UFFISIND7 Nota Informativa
dell’Ufficio sindacale
AUTORITARISMO,
UNILATERALITA’, ACCORDI SEPARATI, IL VERSANTE NELLE RELAZIONI SINDACALI DELLA CRISI FIAT. La crisi Fiat ha molti aspetti, produttivi, finanziari, di mercato, di ricerca e progettazione, ma è importante sottolineare che un progressivo degrado delle relazioni sindacali, che per altro sono state sempre di basso livello, ha accompagnato tutta l’evoluzione negativa della crisi del Gruppo. Si può dire che dall’accordo con General Motors in poi (marzo 2000), il già asfittico sistema di relazioni sindacali nel Gruppo si è completamente atrofizzato. L’aggravamento della crisi è stato scandito da una degenerazione dei rapporti sindacali che è poi sfociata nell’ultimo atto senza precedenti, quello di un accordo tra governo e azienda che esclude il sindacato e i lavoratori, ma riguarda soprattutto loro.

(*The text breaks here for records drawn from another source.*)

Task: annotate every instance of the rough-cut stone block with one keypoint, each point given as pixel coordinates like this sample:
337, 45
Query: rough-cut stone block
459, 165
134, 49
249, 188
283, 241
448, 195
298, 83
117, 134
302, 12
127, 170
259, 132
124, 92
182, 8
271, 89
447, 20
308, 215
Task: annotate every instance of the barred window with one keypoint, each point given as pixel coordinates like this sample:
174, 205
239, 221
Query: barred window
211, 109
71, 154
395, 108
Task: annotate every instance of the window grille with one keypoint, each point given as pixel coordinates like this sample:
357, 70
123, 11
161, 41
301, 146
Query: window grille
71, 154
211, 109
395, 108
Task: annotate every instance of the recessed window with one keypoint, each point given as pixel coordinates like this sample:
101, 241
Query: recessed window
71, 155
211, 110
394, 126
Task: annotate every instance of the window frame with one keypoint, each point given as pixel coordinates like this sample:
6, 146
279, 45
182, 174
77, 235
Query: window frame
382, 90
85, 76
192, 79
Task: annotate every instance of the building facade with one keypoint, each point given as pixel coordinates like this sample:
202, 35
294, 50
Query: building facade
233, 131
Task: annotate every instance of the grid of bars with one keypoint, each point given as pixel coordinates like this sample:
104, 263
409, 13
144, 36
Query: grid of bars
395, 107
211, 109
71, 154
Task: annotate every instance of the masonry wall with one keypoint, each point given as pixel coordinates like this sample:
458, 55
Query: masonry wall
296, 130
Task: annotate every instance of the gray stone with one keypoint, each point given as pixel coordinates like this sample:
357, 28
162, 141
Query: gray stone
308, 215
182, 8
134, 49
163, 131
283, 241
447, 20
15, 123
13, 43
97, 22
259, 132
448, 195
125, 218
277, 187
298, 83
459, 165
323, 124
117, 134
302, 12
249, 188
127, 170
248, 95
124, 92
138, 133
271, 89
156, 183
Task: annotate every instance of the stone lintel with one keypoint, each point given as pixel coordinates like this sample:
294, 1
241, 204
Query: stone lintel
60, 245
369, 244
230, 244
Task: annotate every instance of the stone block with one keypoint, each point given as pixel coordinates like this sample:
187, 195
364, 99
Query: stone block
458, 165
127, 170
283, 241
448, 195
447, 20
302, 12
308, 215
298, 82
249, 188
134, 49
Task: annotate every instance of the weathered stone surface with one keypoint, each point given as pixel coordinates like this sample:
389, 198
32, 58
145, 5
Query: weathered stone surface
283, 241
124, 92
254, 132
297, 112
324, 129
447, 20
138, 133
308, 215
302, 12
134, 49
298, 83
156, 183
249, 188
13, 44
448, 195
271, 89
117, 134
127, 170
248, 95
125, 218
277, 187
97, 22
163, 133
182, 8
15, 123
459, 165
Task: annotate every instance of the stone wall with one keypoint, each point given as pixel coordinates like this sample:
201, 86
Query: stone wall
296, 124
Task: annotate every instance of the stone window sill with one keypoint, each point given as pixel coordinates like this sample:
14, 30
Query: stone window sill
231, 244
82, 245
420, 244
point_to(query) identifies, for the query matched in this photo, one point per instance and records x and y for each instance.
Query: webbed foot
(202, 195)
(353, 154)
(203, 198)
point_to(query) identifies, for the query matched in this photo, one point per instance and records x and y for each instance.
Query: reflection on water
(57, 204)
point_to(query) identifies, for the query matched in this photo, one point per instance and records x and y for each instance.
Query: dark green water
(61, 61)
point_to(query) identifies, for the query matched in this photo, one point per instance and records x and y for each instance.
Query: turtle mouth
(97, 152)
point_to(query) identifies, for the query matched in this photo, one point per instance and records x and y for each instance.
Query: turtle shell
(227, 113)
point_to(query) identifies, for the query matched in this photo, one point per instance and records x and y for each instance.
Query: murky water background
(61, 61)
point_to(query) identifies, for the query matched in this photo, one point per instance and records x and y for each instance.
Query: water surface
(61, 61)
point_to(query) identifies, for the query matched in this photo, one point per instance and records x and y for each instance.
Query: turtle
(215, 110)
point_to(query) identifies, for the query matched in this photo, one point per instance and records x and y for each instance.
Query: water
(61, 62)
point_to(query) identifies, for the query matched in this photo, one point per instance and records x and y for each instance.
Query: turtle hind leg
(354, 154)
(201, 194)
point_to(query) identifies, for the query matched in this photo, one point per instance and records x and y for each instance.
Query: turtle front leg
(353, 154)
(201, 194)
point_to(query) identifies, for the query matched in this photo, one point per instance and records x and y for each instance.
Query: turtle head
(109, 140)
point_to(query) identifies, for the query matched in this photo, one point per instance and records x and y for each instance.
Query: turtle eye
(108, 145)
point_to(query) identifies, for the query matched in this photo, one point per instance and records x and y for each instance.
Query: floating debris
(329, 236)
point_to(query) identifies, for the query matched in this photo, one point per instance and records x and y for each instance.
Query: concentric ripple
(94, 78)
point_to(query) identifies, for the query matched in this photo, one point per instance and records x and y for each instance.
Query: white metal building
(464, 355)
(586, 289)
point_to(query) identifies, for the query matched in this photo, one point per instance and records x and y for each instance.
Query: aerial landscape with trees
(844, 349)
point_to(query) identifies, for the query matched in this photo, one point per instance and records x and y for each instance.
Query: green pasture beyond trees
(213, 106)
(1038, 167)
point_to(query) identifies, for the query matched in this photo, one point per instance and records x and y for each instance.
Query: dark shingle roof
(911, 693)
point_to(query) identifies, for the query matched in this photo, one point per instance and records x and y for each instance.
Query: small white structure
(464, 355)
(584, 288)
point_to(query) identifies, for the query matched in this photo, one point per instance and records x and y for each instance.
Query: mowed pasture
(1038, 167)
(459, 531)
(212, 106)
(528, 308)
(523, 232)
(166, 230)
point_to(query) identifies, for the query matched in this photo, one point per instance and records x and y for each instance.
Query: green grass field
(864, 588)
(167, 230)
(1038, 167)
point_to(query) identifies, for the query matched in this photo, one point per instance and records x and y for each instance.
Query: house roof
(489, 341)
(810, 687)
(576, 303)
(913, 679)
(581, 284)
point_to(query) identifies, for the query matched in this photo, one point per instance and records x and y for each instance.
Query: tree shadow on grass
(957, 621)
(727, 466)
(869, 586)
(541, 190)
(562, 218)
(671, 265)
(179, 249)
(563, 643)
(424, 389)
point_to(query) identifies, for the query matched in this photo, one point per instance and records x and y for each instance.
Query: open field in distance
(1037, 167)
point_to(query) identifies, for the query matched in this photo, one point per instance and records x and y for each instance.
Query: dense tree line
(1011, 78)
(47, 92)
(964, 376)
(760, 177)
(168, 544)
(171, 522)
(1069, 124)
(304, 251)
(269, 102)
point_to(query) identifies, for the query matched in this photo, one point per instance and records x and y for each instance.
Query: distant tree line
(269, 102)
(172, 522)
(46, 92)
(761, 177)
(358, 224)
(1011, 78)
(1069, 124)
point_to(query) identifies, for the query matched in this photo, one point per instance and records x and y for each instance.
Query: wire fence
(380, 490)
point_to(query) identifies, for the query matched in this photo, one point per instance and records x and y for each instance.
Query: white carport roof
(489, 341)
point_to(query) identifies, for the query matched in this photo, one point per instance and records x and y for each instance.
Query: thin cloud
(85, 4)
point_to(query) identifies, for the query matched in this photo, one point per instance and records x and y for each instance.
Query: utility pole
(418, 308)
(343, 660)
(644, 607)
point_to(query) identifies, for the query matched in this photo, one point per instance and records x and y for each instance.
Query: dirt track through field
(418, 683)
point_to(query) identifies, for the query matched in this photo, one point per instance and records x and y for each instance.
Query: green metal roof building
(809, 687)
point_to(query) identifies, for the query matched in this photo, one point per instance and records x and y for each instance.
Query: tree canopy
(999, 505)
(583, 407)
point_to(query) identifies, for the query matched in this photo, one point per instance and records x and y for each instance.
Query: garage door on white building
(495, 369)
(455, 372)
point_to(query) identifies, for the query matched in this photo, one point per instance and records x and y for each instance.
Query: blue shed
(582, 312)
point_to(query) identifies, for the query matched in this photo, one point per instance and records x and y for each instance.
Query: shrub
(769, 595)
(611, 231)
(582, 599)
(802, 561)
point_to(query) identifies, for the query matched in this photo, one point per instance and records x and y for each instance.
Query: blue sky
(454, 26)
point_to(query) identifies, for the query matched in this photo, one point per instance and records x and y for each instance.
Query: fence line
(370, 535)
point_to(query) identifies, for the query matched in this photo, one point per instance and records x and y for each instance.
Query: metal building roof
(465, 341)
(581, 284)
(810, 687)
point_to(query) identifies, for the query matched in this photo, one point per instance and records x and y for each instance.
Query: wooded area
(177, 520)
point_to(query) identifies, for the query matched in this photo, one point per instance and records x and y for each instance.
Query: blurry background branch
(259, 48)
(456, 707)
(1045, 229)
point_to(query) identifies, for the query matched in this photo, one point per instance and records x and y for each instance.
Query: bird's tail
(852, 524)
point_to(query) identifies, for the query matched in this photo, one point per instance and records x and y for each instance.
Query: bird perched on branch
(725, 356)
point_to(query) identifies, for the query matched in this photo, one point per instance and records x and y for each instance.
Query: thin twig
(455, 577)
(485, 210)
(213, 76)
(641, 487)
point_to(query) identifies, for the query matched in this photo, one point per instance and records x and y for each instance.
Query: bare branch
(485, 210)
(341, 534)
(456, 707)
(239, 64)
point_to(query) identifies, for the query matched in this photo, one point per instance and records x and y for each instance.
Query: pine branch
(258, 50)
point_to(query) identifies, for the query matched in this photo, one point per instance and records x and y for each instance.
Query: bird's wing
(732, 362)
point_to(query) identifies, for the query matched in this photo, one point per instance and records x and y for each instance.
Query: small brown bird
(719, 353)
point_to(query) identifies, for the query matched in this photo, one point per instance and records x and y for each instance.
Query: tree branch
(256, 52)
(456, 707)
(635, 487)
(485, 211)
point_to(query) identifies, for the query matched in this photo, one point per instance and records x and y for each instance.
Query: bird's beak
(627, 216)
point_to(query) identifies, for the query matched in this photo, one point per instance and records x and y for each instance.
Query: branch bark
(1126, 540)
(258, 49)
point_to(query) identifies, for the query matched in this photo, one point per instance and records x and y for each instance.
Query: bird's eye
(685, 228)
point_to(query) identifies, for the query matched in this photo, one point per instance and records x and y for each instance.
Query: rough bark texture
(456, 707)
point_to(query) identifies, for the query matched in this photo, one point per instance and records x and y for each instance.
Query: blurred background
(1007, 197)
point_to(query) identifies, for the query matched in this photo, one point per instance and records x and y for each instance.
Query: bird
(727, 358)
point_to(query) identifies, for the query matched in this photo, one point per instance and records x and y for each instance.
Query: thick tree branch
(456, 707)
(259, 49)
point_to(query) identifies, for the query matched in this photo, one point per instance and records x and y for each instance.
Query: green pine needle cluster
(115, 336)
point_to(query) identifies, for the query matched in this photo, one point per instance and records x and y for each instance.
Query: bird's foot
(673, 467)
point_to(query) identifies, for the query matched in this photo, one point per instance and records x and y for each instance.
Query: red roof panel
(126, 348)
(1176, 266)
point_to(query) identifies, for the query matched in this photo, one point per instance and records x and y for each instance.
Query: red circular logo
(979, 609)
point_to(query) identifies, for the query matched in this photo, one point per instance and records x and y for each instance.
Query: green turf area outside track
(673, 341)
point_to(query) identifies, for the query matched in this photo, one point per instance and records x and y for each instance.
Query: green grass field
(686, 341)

Vogliamo qui elencare i principali passaggi di questa degenerazione e cogliere alcuni punti di fondo. Cronologia
Marzo 2000. Si realizza l’accordo tra Fiat e Gm. Alle organizzazioni sindacali l’accordo viene comunicato a cose assolutamente fatte. Non si svolge alcun incontro nel quale vengano spiegati e discussi i programmi e gli obiettivi dell’intesa, né tanto meno si assumono impegni. E’ bene ricordare che nello stesso periodo la Opel (società tedesca della Gm) sottoscrive con la IgMetal l’impegno a salvaguardare gli impianti e i livelli di occupazione fino a oltre il 2005. Nel
sistema di relazioni Fiat sono previsti incontri di carattere non contrattuale,
ma come realizzazione del sistema partecipativo, nei quali l’Azienda fornisce
periodicamente valutazioni e informazioni. Negli incontri di commissione
Paritetica auto e di holding che si sono svolti dopo l’accordo con Gm il
livello medio delle informazioni fornite è mediamente inferiore a quello
accessibile sugli organi di stampa. Luglio
2000. Viene presentata la piattaforma per il rinnovo del Premio di
risultato. La piattaforma, oltre che la rivendicazione salariale, contiene
la richiesta di una discussione sulle prospettive del gruppo dopo l’accordo
con Gm e la richiesta di impegni sul futuro degli stabilimenti e
dell’occupazione. Pur con espressioni generiche la piattaforma chiede anche di
discutere il rapporto tra le produzioni allocate in Italia e i programmi di
sviluppo all’estero. La Fiat ha sempre respinto la richiesta di rinnovo del
Premio di risultato, che è rimasto bloccato ai livelli del ’96, anzi al di
sotto di essi visto il risultato vero degli indici legati al bilancio. Su tutti
gli altri temi, a partire dagli impegni occupazionali la Fiat rifiuta qualsiasi
trattativa dichiarando che l’unica sede di confronto sono le commissioni
paritetiche di cui sopra. La Fiat diventa così la più importante azienda
italiana che elude la contrattazione aziendale. In quello stesso periodo
l’Amministratore delegato del gruppo chiede il superamento dei due livelli di
contrattazione e la riduzione di essi ad uno soltanto. In ogni caso anche sul
salario la Fiat agisce unilateralmente. Poco tempo prima dell’avvio della
vertenza di gruppo l’azienda aveva distribuito, unilateralmente, un premio di
qualità ad una parte dei lavoratori dello stabilimento di Rivalta a Torino.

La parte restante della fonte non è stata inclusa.